When it came to building something with LEGOs, they built a playground. “[In] our group, we started to talk about ideas. Someone built a seesaw and someone said, ‘Let’s build a playground,’ because we wanted to give something back to the community.”
McTague said the exercise taught her “that I love to give back to people and help people, but I don’t have to be the one in charge. I can be a silent motivator. The leader isn’t always the one out in front. They can be in the back, too.”
The exercise also was an “ah ha” moment for Sullivan, an admitted stickler for punctuality and time limits. “Learning that I really like a structured environment and deadlines made me know why I get stressed out when things are not done on time,” she said.

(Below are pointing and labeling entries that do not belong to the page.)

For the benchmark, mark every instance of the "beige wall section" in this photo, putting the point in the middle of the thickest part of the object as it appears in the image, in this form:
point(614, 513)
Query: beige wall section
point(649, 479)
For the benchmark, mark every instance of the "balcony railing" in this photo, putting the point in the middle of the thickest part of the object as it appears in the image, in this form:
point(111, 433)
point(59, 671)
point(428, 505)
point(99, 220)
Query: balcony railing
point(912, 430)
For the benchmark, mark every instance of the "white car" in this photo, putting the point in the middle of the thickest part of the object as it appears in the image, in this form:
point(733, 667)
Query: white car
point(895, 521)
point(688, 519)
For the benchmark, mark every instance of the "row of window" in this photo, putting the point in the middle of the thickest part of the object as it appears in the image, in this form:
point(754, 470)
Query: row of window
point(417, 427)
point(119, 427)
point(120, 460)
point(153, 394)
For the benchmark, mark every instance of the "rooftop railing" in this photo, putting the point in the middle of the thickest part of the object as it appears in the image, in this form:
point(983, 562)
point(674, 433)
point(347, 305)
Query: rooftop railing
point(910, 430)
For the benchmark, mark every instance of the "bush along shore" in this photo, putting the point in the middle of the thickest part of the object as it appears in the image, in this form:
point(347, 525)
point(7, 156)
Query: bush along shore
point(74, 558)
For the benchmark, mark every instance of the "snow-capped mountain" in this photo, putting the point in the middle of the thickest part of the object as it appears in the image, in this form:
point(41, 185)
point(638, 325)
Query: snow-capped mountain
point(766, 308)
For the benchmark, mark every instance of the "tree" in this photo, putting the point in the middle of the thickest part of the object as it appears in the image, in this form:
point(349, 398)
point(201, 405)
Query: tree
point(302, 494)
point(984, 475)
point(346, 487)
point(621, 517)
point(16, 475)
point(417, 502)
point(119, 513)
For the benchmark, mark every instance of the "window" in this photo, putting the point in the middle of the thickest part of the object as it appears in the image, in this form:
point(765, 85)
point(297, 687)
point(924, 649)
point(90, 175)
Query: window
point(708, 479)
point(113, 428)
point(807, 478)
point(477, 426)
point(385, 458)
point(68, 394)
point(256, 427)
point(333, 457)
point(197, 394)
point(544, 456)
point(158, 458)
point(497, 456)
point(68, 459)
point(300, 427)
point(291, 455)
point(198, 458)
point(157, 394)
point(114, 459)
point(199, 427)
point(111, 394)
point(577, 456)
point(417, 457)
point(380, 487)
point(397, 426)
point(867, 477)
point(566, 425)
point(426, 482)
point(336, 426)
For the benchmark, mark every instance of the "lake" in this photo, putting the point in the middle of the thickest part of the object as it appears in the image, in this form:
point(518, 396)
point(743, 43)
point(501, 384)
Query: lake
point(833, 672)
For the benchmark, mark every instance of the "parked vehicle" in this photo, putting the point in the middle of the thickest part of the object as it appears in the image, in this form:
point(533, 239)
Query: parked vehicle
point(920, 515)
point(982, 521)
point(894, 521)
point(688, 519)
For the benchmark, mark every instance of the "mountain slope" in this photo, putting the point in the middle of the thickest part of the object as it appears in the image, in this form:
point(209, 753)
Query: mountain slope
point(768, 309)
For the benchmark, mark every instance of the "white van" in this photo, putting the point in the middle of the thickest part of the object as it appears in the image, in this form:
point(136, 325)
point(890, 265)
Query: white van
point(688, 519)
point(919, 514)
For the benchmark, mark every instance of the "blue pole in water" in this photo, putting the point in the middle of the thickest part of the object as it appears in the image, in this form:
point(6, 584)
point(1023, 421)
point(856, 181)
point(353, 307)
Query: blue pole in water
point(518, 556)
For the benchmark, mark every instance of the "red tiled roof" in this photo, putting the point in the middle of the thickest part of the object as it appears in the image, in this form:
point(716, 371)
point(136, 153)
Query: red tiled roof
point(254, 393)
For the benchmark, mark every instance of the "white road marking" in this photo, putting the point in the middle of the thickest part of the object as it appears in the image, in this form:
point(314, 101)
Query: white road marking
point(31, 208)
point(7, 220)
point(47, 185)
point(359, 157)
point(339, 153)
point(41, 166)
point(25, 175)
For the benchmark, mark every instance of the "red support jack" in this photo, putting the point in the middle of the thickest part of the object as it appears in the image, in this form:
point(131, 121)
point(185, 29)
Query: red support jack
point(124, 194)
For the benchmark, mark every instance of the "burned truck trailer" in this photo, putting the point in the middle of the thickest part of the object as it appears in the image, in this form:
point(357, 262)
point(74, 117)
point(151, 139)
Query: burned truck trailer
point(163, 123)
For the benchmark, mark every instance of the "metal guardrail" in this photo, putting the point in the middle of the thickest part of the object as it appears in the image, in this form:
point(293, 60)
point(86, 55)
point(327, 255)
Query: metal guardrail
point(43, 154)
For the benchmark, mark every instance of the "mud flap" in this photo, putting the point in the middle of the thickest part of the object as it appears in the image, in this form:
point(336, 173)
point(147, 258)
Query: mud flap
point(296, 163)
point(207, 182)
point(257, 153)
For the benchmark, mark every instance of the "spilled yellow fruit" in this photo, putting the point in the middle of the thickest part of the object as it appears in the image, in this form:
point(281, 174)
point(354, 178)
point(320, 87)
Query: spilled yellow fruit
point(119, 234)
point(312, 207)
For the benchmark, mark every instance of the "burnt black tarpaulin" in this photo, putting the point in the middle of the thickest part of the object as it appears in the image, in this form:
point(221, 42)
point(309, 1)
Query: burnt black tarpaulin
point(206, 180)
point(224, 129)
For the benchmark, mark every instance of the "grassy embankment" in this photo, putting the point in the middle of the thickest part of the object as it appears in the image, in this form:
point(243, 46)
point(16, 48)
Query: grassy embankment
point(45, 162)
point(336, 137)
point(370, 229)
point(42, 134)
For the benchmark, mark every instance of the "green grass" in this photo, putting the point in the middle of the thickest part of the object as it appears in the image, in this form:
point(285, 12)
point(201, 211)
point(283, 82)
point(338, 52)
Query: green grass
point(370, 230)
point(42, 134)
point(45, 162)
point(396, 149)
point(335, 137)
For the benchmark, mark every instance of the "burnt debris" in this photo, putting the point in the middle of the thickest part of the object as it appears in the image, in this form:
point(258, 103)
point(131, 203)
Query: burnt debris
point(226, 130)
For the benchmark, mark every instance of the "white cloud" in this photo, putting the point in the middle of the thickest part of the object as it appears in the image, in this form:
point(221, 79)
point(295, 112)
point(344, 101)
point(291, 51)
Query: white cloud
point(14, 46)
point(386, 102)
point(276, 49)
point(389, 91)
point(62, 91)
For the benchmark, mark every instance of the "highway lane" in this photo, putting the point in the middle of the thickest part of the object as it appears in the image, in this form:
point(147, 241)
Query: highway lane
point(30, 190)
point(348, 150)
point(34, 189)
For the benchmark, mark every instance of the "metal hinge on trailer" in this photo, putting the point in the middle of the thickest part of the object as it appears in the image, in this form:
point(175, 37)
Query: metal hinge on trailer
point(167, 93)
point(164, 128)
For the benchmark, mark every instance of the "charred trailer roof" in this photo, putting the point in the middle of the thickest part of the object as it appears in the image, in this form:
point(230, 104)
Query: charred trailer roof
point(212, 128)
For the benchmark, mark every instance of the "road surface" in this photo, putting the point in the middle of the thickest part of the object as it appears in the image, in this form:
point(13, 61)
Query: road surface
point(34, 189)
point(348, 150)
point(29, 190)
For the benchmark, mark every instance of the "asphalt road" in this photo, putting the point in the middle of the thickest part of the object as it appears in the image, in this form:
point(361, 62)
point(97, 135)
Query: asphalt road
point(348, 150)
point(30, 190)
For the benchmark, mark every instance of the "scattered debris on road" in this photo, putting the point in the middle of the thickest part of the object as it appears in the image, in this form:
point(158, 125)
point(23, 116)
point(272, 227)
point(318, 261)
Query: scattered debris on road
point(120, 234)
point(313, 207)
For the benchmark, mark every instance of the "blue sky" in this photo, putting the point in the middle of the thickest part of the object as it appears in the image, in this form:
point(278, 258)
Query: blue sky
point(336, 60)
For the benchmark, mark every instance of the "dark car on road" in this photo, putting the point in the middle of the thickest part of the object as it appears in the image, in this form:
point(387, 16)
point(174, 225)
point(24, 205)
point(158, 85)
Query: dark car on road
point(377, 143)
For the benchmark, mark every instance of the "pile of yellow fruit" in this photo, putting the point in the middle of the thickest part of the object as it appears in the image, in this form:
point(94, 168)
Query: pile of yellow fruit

Other workshops Sullivan attended included two on leadership theories, one on teambuilding and another involving personality inventory. McTague took part in clinics on public speaking, immigration and economics, personality and “The Eve Project,” a workshop aimed at taking a stand against sexual violence.
She plans to put what she learned about “The Eve Project” to use at Sweet Briar. “Afterwards, I talked with the women who are the chairs of that and we’re going to be in contact so we can set up something like that here,” she said.
For Sullivan, one of the highlights of the conference was getting to hear keynote speakers Justin Jones and James Castrission talk about a kayaking trip they took across the Tasman Sea from Australia to New Zealand.
Sullivan had heard about the adventurers while studying abroad in Australia. The duo had planned to make the trip in about 30 days, she said, but after being caught in a huge circular current took about twice that long.
At the conference, Jones and Castrission talked about their trip as it related to leadership, about “planning and having faith,” she said. “It was more like a chat than a speech and they had the audience at every single word, hoping they’d be OK, and it was pretty humorous.”
Both Sullivan and McTague said they made friends at the conference that they plan to keep in touch with, and Sullivan, who also attended the 2007 conference, said she hopes it will become a tradition for students in the Leadership Certificate Program.
“It’s a worthwhile event and you get to meet a lot of interesting student leaders from across the country,” she said.
Joan Lucy, LCP director, agreed, noting that it’s one of the strongest student leadership events in the country. “It’s a cool conference,” she said. “I would like to see more of our students attend the conference in the future.”
Nearly 50 colleges, including one from Australia, sent representatives to the National Collegiate Leadership Conference. Most of the students came from schools in the American Southwest and Midwest, and Sullivan and McTague were the only students from a women’s college to attend. Their trip was funded by the SBC Student Government Association’s Leadership Fund.